イタリアのメディアが心配しているのは、フェラーリが重要な開発レースにおいて、首位を独走するメルセデスAMGばかりでなく、ウィリアムズにも後れをとってしまっているのではないかということだ。
■ウィリアムズに差を縮められているのは明らか
来季の契約更新に向けて切羽詰まった状況に置かれているキミ・ライコネンは、イギリスGPで予選5番手、決勝を8位で終えた後、次のように語った。
「クルマは問題なかったよ。ただ速さが足りなかっただけだ」
セバスチャン・ベッテルのほうは、イギリスGPを6番グリッドからスタートし、3レースぶりに表彰台に返り咲いていた。だがこれは今季型車SF15-Tの実力によるものではなく、レース終盤に急変した天候に助けられてのものだった。

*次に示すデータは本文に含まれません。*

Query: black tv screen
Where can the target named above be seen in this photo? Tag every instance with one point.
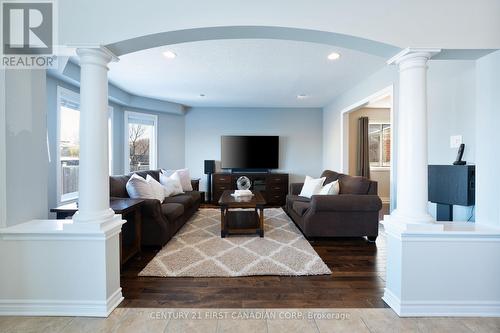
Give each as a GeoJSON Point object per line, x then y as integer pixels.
{"type": "Point", "coordinates": [250, 152]}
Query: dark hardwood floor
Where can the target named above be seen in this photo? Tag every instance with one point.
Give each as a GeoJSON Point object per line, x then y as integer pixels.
{"type": "Point", "coordinates": [357, 281]}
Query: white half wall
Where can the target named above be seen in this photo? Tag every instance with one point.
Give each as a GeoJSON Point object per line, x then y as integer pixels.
{"type": "Point", "coordinates": [26, 145]}
{"type": "Point", "coordinates": [299, 131]}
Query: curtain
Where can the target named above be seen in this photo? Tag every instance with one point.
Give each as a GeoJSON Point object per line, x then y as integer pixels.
{"type": "Point", "coordinates": [363, 161]}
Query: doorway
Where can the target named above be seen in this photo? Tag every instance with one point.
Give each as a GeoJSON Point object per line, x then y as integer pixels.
{"type": "Point", "coordinates": [378, 108]}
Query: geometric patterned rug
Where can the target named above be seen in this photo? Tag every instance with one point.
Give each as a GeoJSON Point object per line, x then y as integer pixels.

「これは、僕たちが実力で得た結果ではないよ」と認めたベッテルは、ドイツの『Auto Motor und Sport(アウト・モートア・ウント・シュポルト)』に次のように付け加えた。
「僕たちに改善する必要があるのは明らかだ。差を見れば、僕たちはこれまでのレースよりも遅くなっているんだからね」
チーム代表のマウリツィオ・アリバベーネもそれを認めざるを得ない。
「我々は問題を抱えているし、それを分析する必要がある」
イタリアの『La Repubblica(レプブリカ)』にそう述べたアリバベーネは、次のように続けた。
「ストレートではかなり遅かったし、コーナーでも失ったタイムを取り戻すことができていなかった」
「我々には素晴らしいドライバーがいたし、素晴らしい戦略もあった」と表彰台に上ったベッテルを称賛したアリバベーネだが、「我々には素晴らしいクルマも必要なんだ」と基本的な問題がそこにあることを示唆している。

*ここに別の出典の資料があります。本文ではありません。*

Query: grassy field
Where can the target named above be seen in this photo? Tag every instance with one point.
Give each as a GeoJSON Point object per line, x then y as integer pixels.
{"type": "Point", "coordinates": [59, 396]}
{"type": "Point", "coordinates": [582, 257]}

■まだ2015年型車に見切りをつけるわけにはいかない
さらに、アリバベーネは、フェラーリではシルバーストンのような高速サーキットで苦戦しているだけではなく、硬めのタイヤへの対応にもてこずっていると語り、次のように続けた。
「残念ながら、スパ(第11戦ベルギーGP/8月23日決勝)や鈴鹿(第14戦日本GP/9月27日決勝)でもここ(シルバーストン)と同じようなレースとなるかもしれない」
「ウィリアムズが最近のレースで素晴らしいパフォーマンスを発揮してみせているだけに、我々もすべてのエリアで取り組んでいかないとならない。彼らが我々にとって問題となって欲しくはないからね」
「我々にとっての問題はメルセデスAMGだけだという状態を続けたいんだ」
だが、『La Repubblica(レプブリカ)』は、フェラーリが過去におかしてきた失敗のひとつに、明らかにF1タイトルを勝ち取る能力がないと分かっているクルマを辛抱強く使い続けたことがあげられると指摘している。

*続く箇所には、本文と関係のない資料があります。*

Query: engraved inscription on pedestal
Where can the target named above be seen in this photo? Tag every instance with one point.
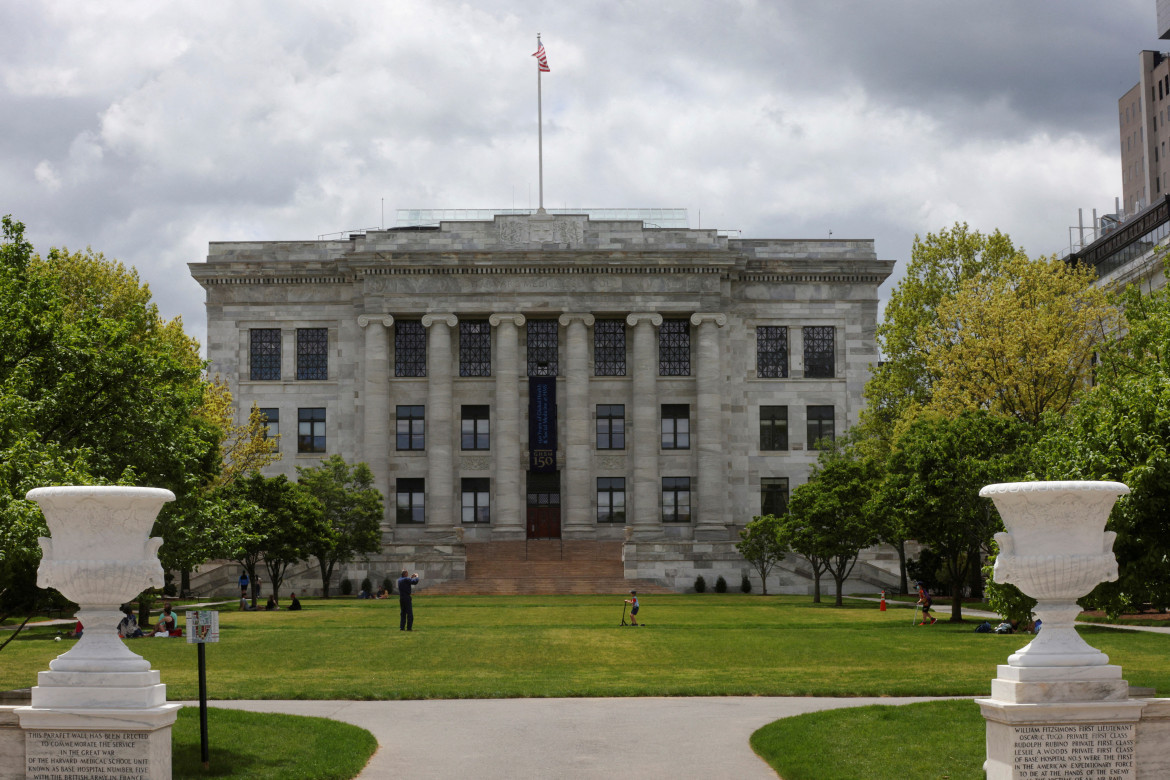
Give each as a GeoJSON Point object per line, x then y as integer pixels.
{"type": "Point", "coordinates": [1086, 751]}
{"type": "Point", "coordinates": [110, 754]}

つまり、今季はいずれにしてもタイトル争いは無理なのだから、全精力を2016年型車の開発に向けたほうがよいのではないかとの見方だ。
「過去の問題を蒸し返すつもりはないよ」と語ったアリバベーネは、次のように続けた。
「とは言え、私に言わせれば、このプロジェクトをあきらめてしまうのは間違いだ」
「2016年型のマシンと、現在の2015年型車はお互いに補完しあう関係にあるんだ。だから、2015年型車の開発をやめるということは、貴重なデータを失うという結果につながるわけだ」とアリバベーネは主張した。